ÖZET : Dava,davalı / borçlunun icra takibine yaptığı itirazın iptali ile takibin devamına ve % 20 icra inkar tazminatı ödenmesi istemiyle açılan davanın, ADLİ YARGI YERİNDE çözümlenmesi gerektiği hk.

 

 

 

 

 

 

 

 

 

 

 

KARAR  

           

 

 

Davacı       : Z.Sigorta A.Ş.

Vekili         : Av. S.B.

Davalı        : Karayolları Genel Müdürlüğü

Vekili         : Av. İ.Ö.D.

 

O L A Y   : Davacıvekilidilekçesinde; müvekkili şirketçe sigortalanan 61 ... 164 plakalı aracın Trabzon İli, Of İlçesi yönünden, Çaykara İlçesi yönüne seyir halinde iken yolda bulunan kum ve taş parçaları nedeniyle tek taraflı maddi hasarlı trafik kazası meydana geldiğini; kaza nedeniyle sigortalı aracın onarımının ekonomik olmamasından ötürü pert total işlemine tabi tutulduğunu, aracın rayiç bedelinin 40.000,00-TL olduğunu, aracın sovtaj bedelinin 21.200,00-TL olduğu ve bu miktarın düşülmesi soncu dava dışı sigortalıya 18.800,00-TL ödeme yapıldığını, davalı taraftan sigortalıya ödenen 15.040,00-TL nin ödeme tarihinden itibaren talep edildiğini ancak ödenmemesi üzerine Ankara 14.İcra Müdürlüğünce takip yapıldığını, yapılan takibe davalı idare tarafından itiraz edilerek takibin durdurulduğunu ileri sürerek, itirazın haksız olduğundan bahisle itirazın iptali ile takibin devamına, davalı/borçlunun takip konusu alacağın %20 sinden aşağı olmamak üzere icra inkar tazminatına mahkum edilmesi istemiyle adli yargı yerinde dava açmıştır.

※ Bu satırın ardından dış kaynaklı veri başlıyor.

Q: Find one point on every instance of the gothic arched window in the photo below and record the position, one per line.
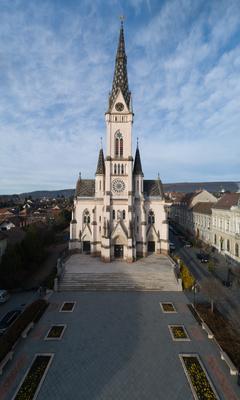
(236, 250)
(86, 217)
(118, 144)
(121, 147)
(151, 217)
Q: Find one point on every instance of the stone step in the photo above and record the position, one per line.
(115, 288)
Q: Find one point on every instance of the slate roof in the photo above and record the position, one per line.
(85, 188)
(227, 201)
(153, 188)
(203, 208)
(120, 78)
(101, 164)
(137, 169)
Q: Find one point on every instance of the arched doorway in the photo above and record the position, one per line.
(151, 246)
(86, 246)
(118, 247)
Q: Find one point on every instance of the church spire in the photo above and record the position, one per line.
(120, 78)
(137, 169)
(101, 164)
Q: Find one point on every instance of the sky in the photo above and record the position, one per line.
(56, 68)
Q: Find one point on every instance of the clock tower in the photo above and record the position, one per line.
(119, 160)
(119, 214)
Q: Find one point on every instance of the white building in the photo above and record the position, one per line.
(119, 214)
(226, 225)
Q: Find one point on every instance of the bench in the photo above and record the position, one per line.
(8, 357)
(27, 329)
(233, 369)
(208, 330)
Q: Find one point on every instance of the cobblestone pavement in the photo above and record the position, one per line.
(117, 346)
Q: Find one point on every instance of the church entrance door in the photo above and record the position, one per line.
(86, 247)
(118, 251)
(151, 247)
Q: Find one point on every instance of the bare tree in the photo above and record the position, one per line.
(213, 289)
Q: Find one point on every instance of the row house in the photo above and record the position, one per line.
(182, 209)
(226, 225)
(202, 221)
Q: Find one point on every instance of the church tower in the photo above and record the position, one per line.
(119, 214)
(119, 160)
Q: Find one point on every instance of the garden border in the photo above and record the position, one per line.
(181, 355)
(168, 312)
(42, 379)
(66, 311)
(60, 337)
(187, 339)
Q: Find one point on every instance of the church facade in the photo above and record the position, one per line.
(119, 214)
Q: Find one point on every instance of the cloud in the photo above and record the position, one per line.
(56, 68)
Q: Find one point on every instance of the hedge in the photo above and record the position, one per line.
(32, 313)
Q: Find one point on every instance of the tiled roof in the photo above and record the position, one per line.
(203, 208)
(85, 188)
(153, 188)
(227, 201)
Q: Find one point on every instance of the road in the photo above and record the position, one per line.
(230, 301)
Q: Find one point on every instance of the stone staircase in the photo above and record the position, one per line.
(119, 281)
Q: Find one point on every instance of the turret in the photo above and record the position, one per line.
(138, 174)
(100, 175)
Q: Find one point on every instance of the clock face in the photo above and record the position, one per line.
(118, 185)
(119, 106)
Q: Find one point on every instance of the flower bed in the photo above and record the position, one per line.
(198, 378)
(32, 313)
(68, 306)
(34, 377)
(223, 330)
(178, 332)
(168, 307)
(55, 332)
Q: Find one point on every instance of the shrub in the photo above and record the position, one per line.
(32, 313)
(187, 278)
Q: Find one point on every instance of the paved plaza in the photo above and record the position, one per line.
(117, 346)
(155, 272)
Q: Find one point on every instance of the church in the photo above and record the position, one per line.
(119, 214)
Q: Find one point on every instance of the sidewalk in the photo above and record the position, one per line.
(47, 267)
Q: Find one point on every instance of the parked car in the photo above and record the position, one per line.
(8, 319)
(204, 258)
(187, 244)
(4, 295)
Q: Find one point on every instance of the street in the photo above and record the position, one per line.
(229, 304)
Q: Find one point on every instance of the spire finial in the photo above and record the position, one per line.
(122, 18)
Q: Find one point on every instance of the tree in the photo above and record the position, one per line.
(213, 289)
(187, 278)
(211, 266)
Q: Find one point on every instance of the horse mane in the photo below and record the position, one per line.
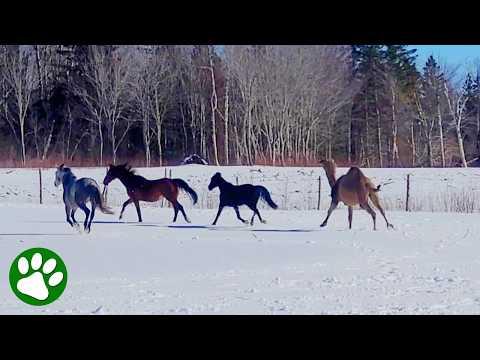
(127, 169)
(330, 170)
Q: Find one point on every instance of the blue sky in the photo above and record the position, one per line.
(463, 55)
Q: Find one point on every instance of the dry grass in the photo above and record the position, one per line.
(459, 201)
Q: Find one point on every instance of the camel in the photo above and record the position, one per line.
(353, 188)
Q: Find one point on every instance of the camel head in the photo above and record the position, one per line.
(330, 169)
(328, 164)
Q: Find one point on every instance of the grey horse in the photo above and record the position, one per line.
(76, 193)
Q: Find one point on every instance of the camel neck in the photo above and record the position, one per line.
(330, 172)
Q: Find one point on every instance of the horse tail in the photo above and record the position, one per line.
(184, 186)
(99, 200)
(371, 187)
(265, 195)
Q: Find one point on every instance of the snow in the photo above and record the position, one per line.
(428, 265)
(292, 188)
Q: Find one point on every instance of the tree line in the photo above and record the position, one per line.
(238, 104)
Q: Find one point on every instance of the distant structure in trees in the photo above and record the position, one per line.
(194, 159)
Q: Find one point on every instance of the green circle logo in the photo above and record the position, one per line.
(38, 276)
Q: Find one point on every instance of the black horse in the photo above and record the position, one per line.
(234, 196)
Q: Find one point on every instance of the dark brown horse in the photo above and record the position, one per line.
(141, 189)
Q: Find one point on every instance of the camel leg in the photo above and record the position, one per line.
(333, 206)
(372, 213)
(350, 216)
(376, 202)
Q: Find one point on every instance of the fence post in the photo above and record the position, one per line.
(163, 198)
(319, 191)
(407, 200)
(40, 183)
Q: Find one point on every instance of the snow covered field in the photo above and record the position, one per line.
(429, 265)
(292, 188)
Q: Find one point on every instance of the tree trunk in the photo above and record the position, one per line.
(440, 129)
(226, 121)
(460, 145)
(394, 144)
(379, 131)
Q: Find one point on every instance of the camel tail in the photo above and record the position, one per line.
(265, 195)
(185, 187)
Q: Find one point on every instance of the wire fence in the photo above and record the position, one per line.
(432, 190)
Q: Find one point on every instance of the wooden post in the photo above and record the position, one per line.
(319, 191)
(40, 177)
(407, 200)
(170, 176)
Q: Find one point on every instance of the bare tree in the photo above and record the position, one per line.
(108, 76)
(18, 75)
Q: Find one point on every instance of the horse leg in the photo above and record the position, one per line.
(180, 207)
(128, 202)
(238, 215)
(259, 216)
(72, 215)
(350, 216)
(372, 213)
(376, 202)
(137, 206)
(67, 212)
(92, 214)
(220, 208)
(175, 209)
(333, 206)
(256, 212)
(87, 213)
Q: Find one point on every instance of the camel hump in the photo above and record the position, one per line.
(355, 171)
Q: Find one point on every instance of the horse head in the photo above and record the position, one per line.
(59, 174)
(112, 174)
(215, 181)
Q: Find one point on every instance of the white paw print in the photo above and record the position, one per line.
(34, 285)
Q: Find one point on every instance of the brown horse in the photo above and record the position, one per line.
(353, 188)
(141, 189)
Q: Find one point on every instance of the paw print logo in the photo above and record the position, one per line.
(38, 276)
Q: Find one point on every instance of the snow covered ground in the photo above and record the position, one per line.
(429, 265)
(292, 188)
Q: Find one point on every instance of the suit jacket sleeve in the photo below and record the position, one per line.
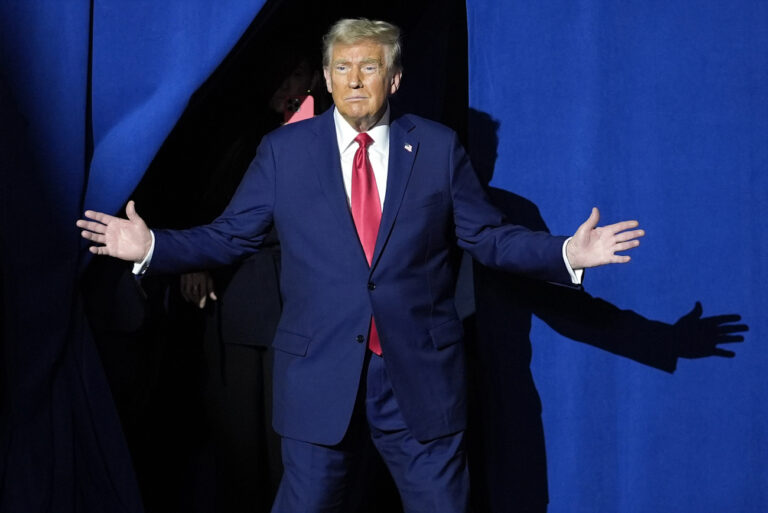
(484, 232)
(235, 234)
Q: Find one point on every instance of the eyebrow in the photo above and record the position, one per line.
(363, 61)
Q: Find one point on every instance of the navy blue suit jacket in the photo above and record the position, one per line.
(434, 203)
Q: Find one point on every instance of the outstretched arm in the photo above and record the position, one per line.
(126, 239)
(592, 246)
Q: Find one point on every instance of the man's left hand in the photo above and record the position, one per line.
(592, 246)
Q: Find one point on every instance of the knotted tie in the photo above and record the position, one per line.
(366, 212)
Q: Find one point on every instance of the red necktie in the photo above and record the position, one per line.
(366, 211)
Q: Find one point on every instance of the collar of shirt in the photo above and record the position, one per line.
(378, 151)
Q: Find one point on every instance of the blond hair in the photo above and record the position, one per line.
(354, 30)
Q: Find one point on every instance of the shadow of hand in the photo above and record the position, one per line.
(699, 337)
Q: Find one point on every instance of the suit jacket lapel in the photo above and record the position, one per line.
(403, 147)
(326, 161)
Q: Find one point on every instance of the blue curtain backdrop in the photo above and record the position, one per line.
(655, 110)
(88, 92)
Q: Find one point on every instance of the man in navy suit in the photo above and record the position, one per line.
(369, 343)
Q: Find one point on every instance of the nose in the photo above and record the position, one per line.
(354, 79)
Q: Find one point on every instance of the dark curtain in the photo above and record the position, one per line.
(88, 92)
(655, 110)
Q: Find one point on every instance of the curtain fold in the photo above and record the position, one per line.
(88, 92)
(656, 111)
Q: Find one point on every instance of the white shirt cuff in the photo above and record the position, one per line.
(577, 275)
(139, 268)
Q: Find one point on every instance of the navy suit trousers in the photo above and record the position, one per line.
(432, 477)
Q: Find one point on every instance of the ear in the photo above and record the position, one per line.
(394, 82)
(328, 83)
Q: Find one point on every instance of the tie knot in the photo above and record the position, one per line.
(363, 139)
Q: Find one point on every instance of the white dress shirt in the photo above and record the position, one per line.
(378, 154)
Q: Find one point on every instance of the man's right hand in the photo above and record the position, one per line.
(126, 239)
(197, 288)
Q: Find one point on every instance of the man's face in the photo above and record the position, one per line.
(359, 82)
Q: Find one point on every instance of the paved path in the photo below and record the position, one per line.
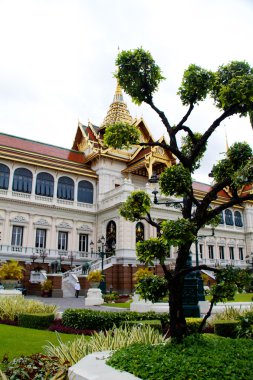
(73, 303)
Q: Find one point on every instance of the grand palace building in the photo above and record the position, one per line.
(56, 204)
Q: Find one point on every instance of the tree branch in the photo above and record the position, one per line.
(184, 119)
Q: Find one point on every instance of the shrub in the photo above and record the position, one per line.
(11, 307)
(35, 367)
(154, 323)
(72, 352)
(226, 328)
(35, 321)
(199, 357)
(193, 324)
(105, 320)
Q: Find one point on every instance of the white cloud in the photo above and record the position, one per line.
(58, 56)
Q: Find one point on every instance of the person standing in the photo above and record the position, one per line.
(77, 289)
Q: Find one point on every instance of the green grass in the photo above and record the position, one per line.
(239, 297)
(125, 305)
(17, 341)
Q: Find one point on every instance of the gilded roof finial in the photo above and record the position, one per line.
(118, 111)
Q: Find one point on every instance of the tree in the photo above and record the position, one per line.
(231, 88)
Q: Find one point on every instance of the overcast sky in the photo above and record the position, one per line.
(58, 58)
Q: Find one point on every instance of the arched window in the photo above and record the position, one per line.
(110, 236)
(22, 180)
(139, 230)
(45, 185)
(65, 188)
(229, 218)
(4, 176)
(85, 192)
(238, 219)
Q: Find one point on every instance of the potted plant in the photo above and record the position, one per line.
(46, 288)
(11, 273)
(94, 278)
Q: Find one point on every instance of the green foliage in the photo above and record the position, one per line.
(138, 74)
(155, 324)
(245, 326)
(193, 324)
(12, 270)
(233, 87)
(152, 288)
(196, 84)
(229, 280)
(226, 328)
(121, 136)
(36, 367)
(188, 145)
(72, 352)
(136, 206)
(35, 321)
(205, 357)
(104, 320)
(151, 249)
(175, 180)
(177, 232)
(11, 307)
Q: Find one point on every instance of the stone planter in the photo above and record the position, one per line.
(9, 284)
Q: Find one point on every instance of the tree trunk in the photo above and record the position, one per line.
(178, 327)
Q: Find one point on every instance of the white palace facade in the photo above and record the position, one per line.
(55, 202)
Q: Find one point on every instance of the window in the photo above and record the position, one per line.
(40, 240)
(4, 176)
(85, 192)
(221, 252)
(210, 251)
(231, 253)
(83, 243)
(241, 253)
(229, 218)
(17, 236)
(221, 218)
(45, 185)
(65, 188)
(62, 241)
(139, 230)
(201, 250)
(238, 219)
(22, 181)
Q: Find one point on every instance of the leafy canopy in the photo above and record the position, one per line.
(136, 206)
(138, 74)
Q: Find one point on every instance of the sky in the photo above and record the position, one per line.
(58, 59)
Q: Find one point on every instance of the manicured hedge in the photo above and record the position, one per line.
(35, 321)
(105, 320)
(203, 357)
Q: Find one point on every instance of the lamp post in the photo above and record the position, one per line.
(33, 257)
(201, 292)
(43, 255)
(101, 246)
(71, 257)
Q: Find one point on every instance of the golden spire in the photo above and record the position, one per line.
(118, 111)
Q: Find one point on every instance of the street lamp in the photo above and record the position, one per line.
(33, 257)
(101, 246)
(43, 255)
(71, 256)
(201, 292)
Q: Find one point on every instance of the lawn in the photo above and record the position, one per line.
(17, 341)
(239, 297)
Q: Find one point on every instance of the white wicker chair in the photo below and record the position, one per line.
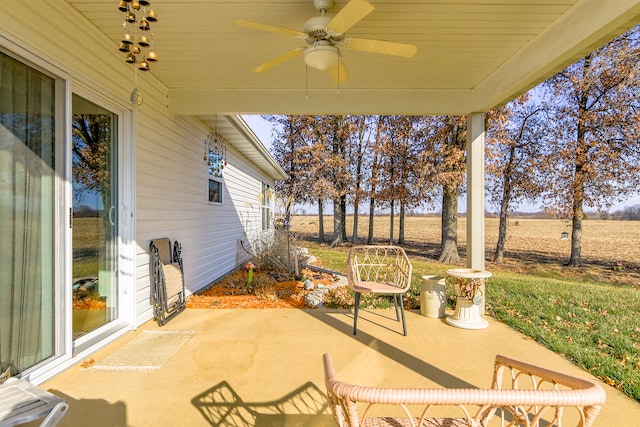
(527, 396)
(379, 270)
(22, 402)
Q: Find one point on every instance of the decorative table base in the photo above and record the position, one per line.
(466, 316)
(468, 283)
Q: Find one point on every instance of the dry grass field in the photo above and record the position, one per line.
(532, 244)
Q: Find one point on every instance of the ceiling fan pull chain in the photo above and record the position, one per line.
(306, 81)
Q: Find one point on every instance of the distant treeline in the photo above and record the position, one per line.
(630, 213)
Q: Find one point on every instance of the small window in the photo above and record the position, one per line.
(215, 190)
(216, 157)
(267, 212)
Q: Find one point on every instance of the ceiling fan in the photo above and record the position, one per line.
(325, 36)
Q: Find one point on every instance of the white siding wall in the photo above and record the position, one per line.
(170, 178)
(172, 202)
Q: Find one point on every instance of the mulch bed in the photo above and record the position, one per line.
(283, 294)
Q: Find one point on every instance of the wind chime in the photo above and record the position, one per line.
(215, 154)
(138, 50)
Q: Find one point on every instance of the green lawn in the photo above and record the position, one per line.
(594, 325)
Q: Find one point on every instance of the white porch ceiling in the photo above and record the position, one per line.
(472, 54)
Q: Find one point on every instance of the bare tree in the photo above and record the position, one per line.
(514, 159)
(596, 152)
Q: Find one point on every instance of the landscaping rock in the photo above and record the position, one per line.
(314, 299)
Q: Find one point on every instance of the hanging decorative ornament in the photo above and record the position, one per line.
(138, 17)
(136, 96)
(215, 154)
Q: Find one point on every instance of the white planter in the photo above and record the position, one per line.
(433, 298)
(467, 315)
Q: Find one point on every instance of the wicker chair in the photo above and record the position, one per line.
(521, 395)
(22, 402)
(379, 270)
(167, 279)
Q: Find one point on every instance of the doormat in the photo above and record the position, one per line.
(149, 351)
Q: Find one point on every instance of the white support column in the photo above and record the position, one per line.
(475, 191)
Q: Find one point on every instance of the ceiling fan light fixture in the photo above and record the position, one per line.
(321, 56)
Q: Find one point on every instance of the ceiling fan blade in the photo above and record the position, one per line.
(384, 47)
(349, 16)
(269, 28)
(279, 60)
(339, 73)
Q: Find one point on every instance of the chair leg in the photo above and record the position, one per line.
(404, 325)
(355, 311)
(395, 301)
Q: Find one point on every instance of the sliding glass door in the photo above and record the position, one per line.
(95, 213)
(27, 216)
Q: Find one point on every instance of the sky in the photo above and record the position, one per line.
(262, 129)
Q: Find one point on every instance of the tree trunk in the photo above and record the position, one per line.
(401, 225)
(502, 232)
(391, 218)
(337, 223)
(575, 260)
(449, 239)
(504, 208)
(372, 204)
(343, 210)
(320, 220)
(354, 232)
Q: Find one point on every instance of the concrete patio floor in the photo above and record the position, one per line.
(240, 363)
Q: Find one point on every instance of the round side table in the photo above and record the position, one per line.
(468, 283)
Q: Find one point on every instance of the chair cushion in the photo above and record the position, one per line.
(164, 249)
(377, 287)
(173, 278)
(402, 422)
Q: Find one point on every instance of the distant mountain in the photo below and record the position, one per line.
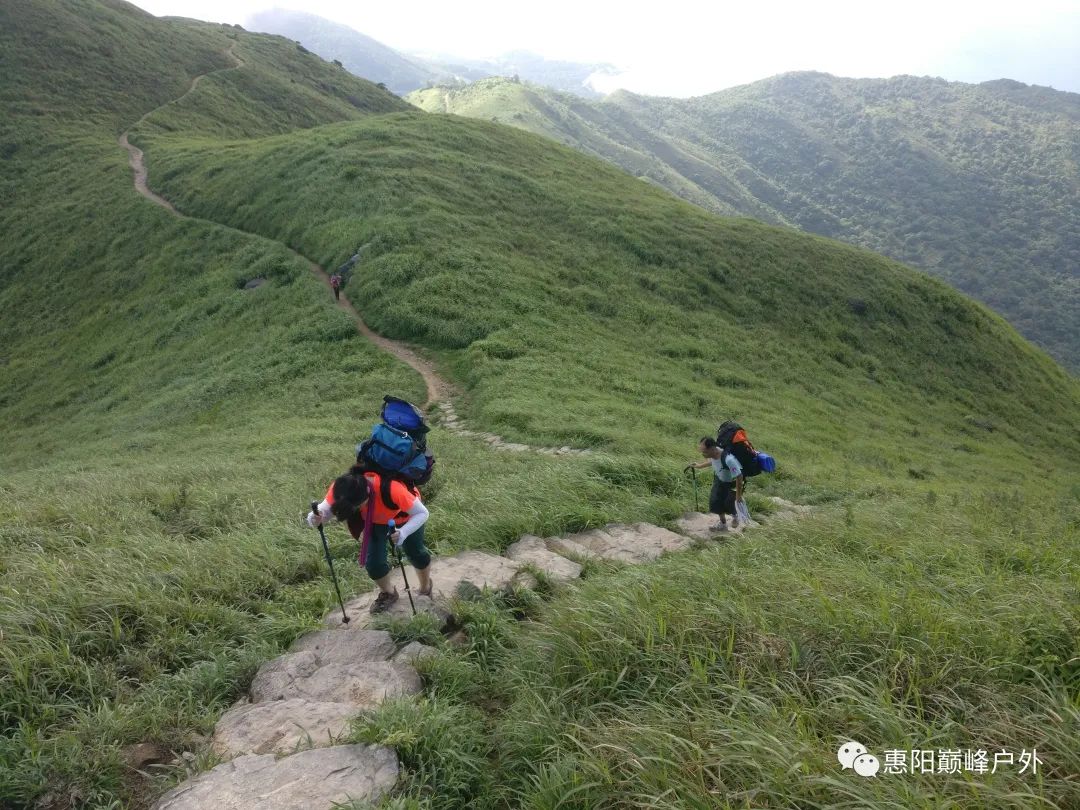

ANKARA 15. ASLİYE HUKUK MAHKEMESİ: 4.12.2019 gün ve E:2018/605, K:2019/1001sayı ile, “…Dava, trafik kazasından kaynaklanan ve ilgilisine ödenen tazminatın rücusuna ilişkin başlatılan icra takibi neticesinde açılan itirazın iptali davasıdır.

15/08/2017 tarihli Resmi Gazetede yayımlanan ve yürürlüğe giren 694 sayılı KHK ile 2004 sayılı İİK'nın42. Maddesine idari yargının görev alanına giren konularda ilamsız takibe başvurulamaz hükmünün eklendiği, yine aynı Yasa'ya eklenen geçici 13. Madde kapsamında da bu kapsamda yürütülmüş icra takipleri hakkında itirazın iptali davalarında karar yerilmesine yer olmadığına karar verileceği ve tarafların yaptığı takip ve yargılama giderleri ile vekalet ücretlerinin üzerinde bırakılacağı hüküm altına alınmıştır. Nitekim; Ankara Bölge Adliye Mahkemesi 25. Hukuk Dairesi'nin 2017/937 Esas, 2017/1230 Karar sayılı ve 18/11/2017 tarihli, İstanbul Bölge Adliye Mahkemesi 9. Hukuk Dairesi'nin 2018/3115 Esas, 2019/512 Karar sayılı ve 29/03/2019 tarihli, İzmir Bölge Adliye Mahkemesi 4. Hukuk Dairesi'nin 2019/92 Esas, 2019/287 Karar sayılı ve 18/02/2019 tarihli kararları da bu doğrultudadır.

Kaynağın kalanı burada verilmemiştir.